The authors found that the SEC measurement range of injection molding system in the particular Colombian region was between 0.37 and 7.54 kWh/kg. Nevertheless, a single SEC value cannot be established for all the injection molding systems because it depends on the injected weight, the machine output (productivity), and each mold-machine-material combination. However, it was found that an average SEC for the injection molding process could be between 0.45 and 0.53 kWh/kg, as shown in Figs. 6 and 7.

A relationship between the GMP and SEC was found. Furthermore, the correct implementation of GMP can reduce the SEC indicator.

All the machines’ performance in this study can be improved, and this is confirmed by the fact that there are other machines that have the same output (productivity), less SEC, and lower power requirement. The Plan, Do, Check and Act cycle (PDCA) shown in Table 2 could be applied to improve the process performance.

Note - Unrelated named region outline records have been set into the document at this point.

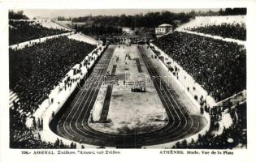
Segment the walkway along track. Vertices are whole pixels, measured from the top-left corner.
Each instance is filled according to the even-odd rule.
[[[81,143],[136,148],[179,140],[191,136],[202,129],[204,126],[200,122],[203,120],[202,117],[190,116],[176,92],[160,78],[155,79],[155,76],[158,76],[158,72],[146,55],[144,47],[138,47],[138,50],[166,109],[168,123],[154,132],[138,134],[136,134],[136,132],[134,134],[111,134],[97,131],[89,126],[90,111],[115,48],[115,46],[110,46],[106,49],[83,87],[67,101],[62,108],[63,111],[56,115],[51,123],[51,128],[57,134]]]

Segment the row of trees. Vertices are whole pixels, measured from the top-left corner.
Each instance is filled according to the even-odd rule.
[[[161,23],[167,23],[175,24],[175,20],[186,23],[192,18],[192,12],[173,13],[170,11],[150,12],[145,15],[137,14],[135,15],[108,15],[108,16],[83,16],[74,18],[73,23],[90,22],[94,24],[104,24],[105,26],[121,26],[128,28],[145,27],[155,28]]]

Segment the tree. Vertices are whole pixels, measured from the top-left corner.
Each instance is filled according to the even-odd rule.
[[[57,139],[56,139],[56,141],[55,141],[55,143],[54,143],[54,146],[56,147],[59,147],[59,139],[57,138]]]
[[[41,128],[41,122],[40,122],[40,118],[37,118],[37,123],[38,123],[38,128]]]
[[[42,117],[41,118],[41,129],[43,130],[44,129],[44,122]]]
[[[51,117],[54,118],[54,116],[55,116],[55,113],[54,113],[54,112],[53,111],[53,113],[51,113]]]
[[[34,128],[34,129],[37,128],[37,122],[36,122],[35,117],[33,117],[33,128]]]

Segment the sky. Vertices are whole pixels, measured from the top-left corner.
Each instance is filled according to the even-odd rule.
[[[33,19],[33,17],[41,17],[41,18],[56,18],[58,16],[64,16],[64,17],[79,17],[79,16],[85,16],[85,15],[118,15],[122,14],[126,15],[136,15],[136,14],[146,14],[148,12],[152,11],[169,11],[171,12],[189,12],[192,10],[196,11],[207,11],[209,10],[211,11],[219,11],[219,9],[79,9],[79,10],[41,10],[41,9],[27,9],[27,10],[14,10],[17,11],[24,11],[24,14],[26,15],[28,18]]]

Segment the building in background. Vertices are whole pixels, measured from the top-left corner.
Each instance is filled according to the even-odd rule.
[[[155,35],[157,36],[167,34],[173,30],[172,25],[163,23],[155,28]]]

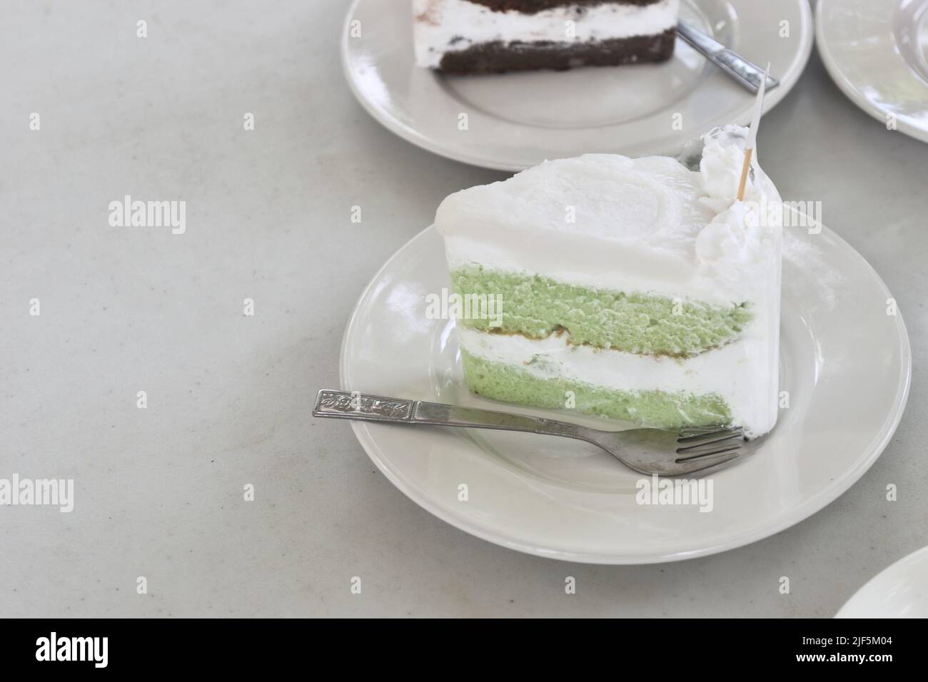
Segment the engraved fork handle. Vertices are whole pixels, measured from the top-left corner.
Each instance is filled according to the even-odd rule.
[[[596,443],[593,439],[594,429],[567,421],[475,407],[460,407],[442,403],[427,403],[424,400],[389,398],[383,395],[349,393],[327,389],[319,392],[316,406],[313,408],[313,416],[334,419],[379,421],[387,424],[429,424],[516,431]]]
[[[760,82],[764,78],[764,69],[684,21],[677,24],[677,32],[709,61],[720,67],[754,95],[757,94]],[[772,90],[779,84],[780,81],[773,76],[769,76],[767,80],[767,90]]]

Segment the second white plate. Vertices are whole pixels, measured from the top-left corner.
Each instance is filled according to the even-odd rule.
[[[816,32],[852,102],[928,142],[928,0],[818,0]]]
[[[795,84],[812,50],[807,0],[684,0],[681,18],[752,61],[771,63],[780,85],[767,93],[765,110]],[[410,0],[355,0],[342,53],[354,95],[391,131],[504,171],[589,152],[676,155],[716,125],[747,125],[754,100],[679,38],[674,58],[658,65],[445,77],[415,64]]]
[[[867,583],[835,618],[928,618],[928,547]]]

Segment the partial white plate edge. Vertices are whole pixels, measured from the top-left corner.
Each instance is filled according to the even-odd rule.
[[[411,245],[417,239],[424,237],[429,230],[432,229],[433,225],[426,227],[424,230],[417,234],[411,239],[406,241],[403,246],[401,246],[389,259],[386,263],[377,271],[377,273],[371,277],[370,282],[365,287],[361,295],[358,297],[357,302],[354,304],[354,309],[352,311],[351,317],[348,320],[348,324],[345,326],[345,331],[342,338],[342,352],[339,358],[339,382],[341,384],[342,391],[350,391],[352,387],[348,386],[345,381],[345,354],[344,350],[346,347],[346,340],[351,335],[354,329],[354,324],[357,318],[357,313],[359,310],[359,303],[362,302],[368,294],[368,292],[373,288],[374,284],[378,282],[380,276],[385,270],[391,265],[393,261],[398,257],[398,255],[404,251],[406,247]],[[843,248],[846,248],[855,256],[863,262],[863,264],[872,273],[873,277],[876,277],[876,281],[883,288],[883,292],[886,294],[887,298],[892,296],[889,288],[886,287],[886,283],[883,282],[883,277],[880,274],[873,269],[873,266],[868,263],[860,253],[849,243],[844,241],[837,233],[829,229],[828,227],[822,225],[823,232],[827,232],[831,238],[833,238],[837,242],[839,242]],[[849,470],[844,476],[835,483],[834,487],[828,490],[824,490],[819,493],[817,496],[810,497],[804,503],[795,507],[791,513],[785,514],[779,523],[776,523],[770,528],[765,528],[760,531],[744,533],[730,538],[728,542],[722,543],[715,547],[706,547],[704,549],[700,549],[697,551],[689,552],[674,552],[670,554],[644,554],[641,556],[628,556],[625,554],[621,557],[616,557],[609,554],[589,554],[583,553],[579,554],[576,552],[561,551],[561,550],[552,550],[552,549],[540,549],[530,545],[526,545],[521,542],[518,538],[511,535],[507,535],[506,534],[495,531],[489,528],[483,528],[476,523],[471,523],[468,521],[462,521],[460,519],[453,517],[451,514],[445,513],[441,508],[433,505],[431,500],[428,499],[421,491],[419,491],[415,486],[409,484],[406,481],[401,478],[398,474],[391,470],[383,459],[383,452],[380,450],[380,446],[377,444],[375,439],[370,433],[369,425],[361,421],[352,421],[352,429],[354,431],[354,435],[357,437],[358,442],[361,444],[361,447],[364,451],[367,453],[371,461],[377,466],[380,472],[387,477],[387,479],[395,485],[404,495],[406,495],[409,499],[415,502],[417,505],[429,511],[432,515],[438,517],[442,521],[449,523],[450,525],[464,531],[471,535],[479,537],[487,542],[491,542],[494,545],[499,545],[501,547],[509,547],[509,549],[515,549],[520,552],[524,552],[526,554],[533,554],[538,557],[546,557],[548,559],[557,559],[564,561],[574,561],[577,563],[592,563],[592,564],[612,564],[612,565],[628,565],[628,564],[648,564],[648,563],[666,563],[669,561],[679,561],[686,559],[696,559],[698,557],[706,557],[713,554],[718,554],[719,552],[728,551],[728,549],[735,549],[740,547],[744,547],[745,545],[750,545],[754,542],[763,540],[765,538],[770,537],[777,534],[780,531],[784,531],[796,523],[805,521],[813,514],[828,507],[834,500],[844,495],[847,490],[857,481],[859,481],[865,473],[870,470],[873,463],[879,458],[880,455],[889,444],[892,440],[893,435],[896,433],[896,430],[902,419],[903,414],[905,414],[906,404],[909,402],[909,392],[911,387],[912,381],[912,351],[911,344],[909,339],[909,331],[906,328],[906,323],[902,318],[902,314],[898,313],[896,315],[896,321],[899,326],[900,336],[902,340],[902,349],[900,356],[902,359],[902,370],[903,379],[896,391],[896,398],[894,404],[894,409],[891,410],[890,415],[887,417],[886,420],[883,422],[883,426],[881,430],[880,435],[878,435],[865,449],[867,455],[856,465],[855,469]]]
[[[820,0],[819,0],[820,1]],[[350,45],[350,32],[352,17],[354,15],[354,10],[357,7],[361,0],[353,0],[351,6],[348,8],[348,14],[345,16],[344,25],[342,29],[342,72],[344,76],[345,81],[348,82],[348,87],[351,88],[352,94],[354,98],[360,102],[361,107],[368,113],[375,121],[384,126],[393,135],[405,139],[406,141],[419,147],[426,151],[431,151],[432,154],[443,157],[445,159],[450,159],[452,161],[458,161],[460,163],[467,163],[471,166],[476,166],[478,168],[488,168],[494,171],[505,171],[509,173],[519,173],[520,171],[524,171],[525,167],[522,165],[512,165],[507,163],[496,163],[495,161],[486,161],[476,156],[470,156],[468,154],[448,151],[445,149],[441,145],[435,144],[430,140],[425,135],[421,135],[418,131],[408,128],[398,121],[396,121],[393,116],[384,111],[381,108],[376,106],[373,102],[370,102],[367,97],[363,97],[362,93],[354,84],[354,79],[352,78],[351,69],[348,59],[348,49]],[[809,58],[812,56],[812,47],[816,44],[816,32],[815,32],[815,19],[812,16],[812,7],[808,3],[800,4],[800,14],[802,19],[802,29],[801,35],[803,36],[803,43],[800,45],[800,51],[798,53],[798,59],[793,61],[793,67],[788,69],[785,73],[775,74],[780,79],[780,85],[767,93],[767,97],[764,101],[764,114],[766,115],[770,109],[776,107],[780,102],[786,97],[787,95],[795,87],[795,84],[799,83],[799,79],[802,78],[803,71],[806,71],[806,67],[808,65]],[[796,73],[795,78],[793,78],[793,72]],[[738,125],[748,125],[751,122],[753,116],[752,109],[747,109],[745,113],[741,116],[741,120],[734,121],[732,122]],[[707,131],[705,131],[707,132]],[[698,137],[699,135],[694,135]],[[676,151],[670,149],[661,149],[656,148],[650,152],[651,154],[664,154],[666,156],[675,156],[680,150]]]
[[[865,615],[858,611],[862,607],[860,603],[864,601],[869,595],[867,592],[872,589],[874,585],[878,585],[880,582],[891,577],[896,572],[903,570],[910,563],[920,563],[924,561],[928,558],[928,547],[922,547],[921,549],[916,549],[911,554],[907,554],[905,557],[899,560],[890,564],[883,571],[878,573],[872,578],[868,580],[864,585],[860,586],[857,592],[855,592],[851,598],[844,602],[844,606],[838,610],[838,612],[834,614],[835,618],[886,618],[888,616],[882,615]]]
[[[860,110],[885,124],[886,114],[889,112],[883,110],[860,94],[857,88],[842,72],[834,56],[828,48],[828,43],[824,36],[824,24],[821,21],[821,6],[825,1],[816,0],[815,6],[815,42],[818,47],[818,55],[821,57],[821,61],[825,65],[825,71],[828,71],[834,84],[844,94],[844,97],[856,104]],[[900,133],[908,135],[909,137],[921,140],[922,142],[928,142],[928,128],[922,130],[922,128],[909,125],[904,119],[896,120],[896,127]]]

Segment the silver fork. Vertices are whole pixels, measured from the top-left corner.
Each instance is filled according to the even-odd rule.
[[[326,389],[320,391],[316,399],[313,416],[387,424],[495,429],[574,438],[599,445],[636,471],[660,476],[683,476],[720,467],[753,451],[757,443],[748,443],[740,427],[692,428],[679,432],[659,429],[607,431],[510,412]]]

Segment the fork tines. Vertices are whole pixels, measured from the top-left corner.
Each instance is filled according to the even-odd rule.
[[[741,427],[729,429],[685,429],[677,439],[677,462],[687,462],[727,455],[727,458],[738,457],[737,451],[744,442],[744,431]]]

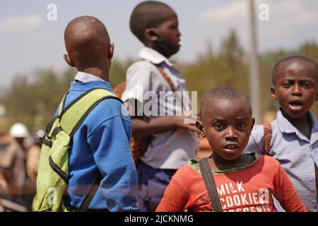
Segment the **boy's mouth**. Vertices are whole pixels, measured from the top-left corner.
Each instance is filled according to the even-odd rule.
[[[228,143],[223,146],[223,149],[228,151],[235,151],[240,148],[240,145],[236,143]]]
[[[298,111],[302,108],[302,102],[300,100],[293,100],[289,102],[289,107],[293,111]]]

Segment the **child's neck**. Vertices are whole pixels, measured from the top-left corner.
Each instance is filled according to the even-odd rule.
[[[164,49],[162,49],[161,48],[157,47],[155,44],[153,44],[153,42],[145,42],[145,46],[150,48],[150,49],[153,49],[153,50],[157,51],[158,53],[160,53],[161,55],[164,56],[165,58],[169,59],[171,56],[167,54]]]
[[[81,69],[81,71],[90,73],[91,75],[93,75],[96,77],[100,78],[102,80],[105,81],[109,81],[109,73],[108,73],[108,69],[105,69],[102,68],[88,68],[88,69]]]
[[[254,157],[249,155],[241,154],[240,156],[232,160],[228,160],[223,158],[216,152],[213,152],[210,155],[209,162],[212,170],[225,170],[235,167],[241,167],[251,164]]]
[[[312,124],[309,117],[309,112],[307,112],[300,118],[292,118],[283,109],[281,112],[285,118],[290,122],[298,130],[304,134],[309,140],[312,136]]]

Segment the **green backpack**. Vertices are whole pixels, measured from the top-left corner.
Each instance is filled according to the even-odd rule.
[[[40,156],[37,178],[37,194],[33,200],[34,211],[71,211],[67,203],[69,184],[69,148],[72,136],[87,115],[100,102],[107,98],[119,100],[102,88],[93,88],[81,95],[64,109],[62,99],[57,116],[47,124],[47,136]],[[86,211],[102,179],[100,175],[84,198],[78,211]]]

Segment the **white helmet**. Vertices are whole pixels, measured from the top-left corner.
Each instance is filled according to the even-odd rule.
[[[15,138],[25,138],[29,134],[27,126],[22,123],[16,123],[10,129],[10,135]]]

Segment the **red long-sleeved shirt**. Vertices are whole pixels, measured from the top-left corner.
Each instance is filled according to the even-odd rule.
[[[223,210],[276,212],[273,194],[286,211],[307,211],[279,162],[269,156],[255,158],[243,167],[213,172]],[[156,211],[214,210],[196,162],[189,160],[172,177]]]

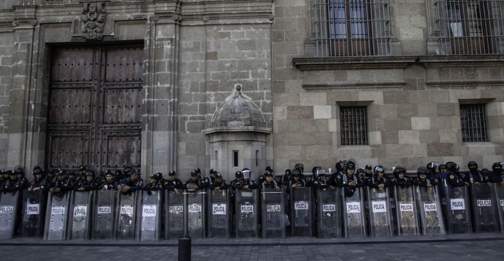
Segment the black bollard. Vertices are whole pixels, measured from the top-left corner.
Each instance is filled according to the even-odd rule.
[[[178,261],[191,261],[191,239],[183,235],[178,238]]]

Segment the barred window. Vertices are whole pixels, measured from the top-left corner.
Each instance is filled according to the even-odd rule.
[[[341,145],[367,145],[365,106],[340,107]]]
[[[440,0],[434,5],[441,54],[504,53],[504,0]]]
[[[389,0],[314,0],[317,55],[390,55]]]
[[[488,141],[486,136],[486,114],[484,104],[461,104],[460,122],[462,141]]]

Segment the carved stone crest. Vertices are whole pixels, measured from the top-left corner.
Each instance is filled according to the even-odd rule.
[[[84,24],[82,37],[88,41],[103,39],[103,26],[106,15],[103,9],[103,3],[90,3],[84,4],[82,11],[82,22]]]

The SEC indicator has a strong dependency on the peripheral equipment, the plasticizing unit, the drive unit, and mold selected and, in fact, has a strong dependency on the “Do” of the PDCA Cycle as shown in Table 2. This is a demonstration that the proper tailoring of the machine size, raw materials, and mold is a key to reduce the SEC indicator. But, in order to apply GMP to reduce SEC without major interventions on the hardware, the maintenance program and the production scheduling are two important factors to be considered.

This study did not observe a relevant relationship between SEC and injected material. But the authors recognize that this is a future work to do.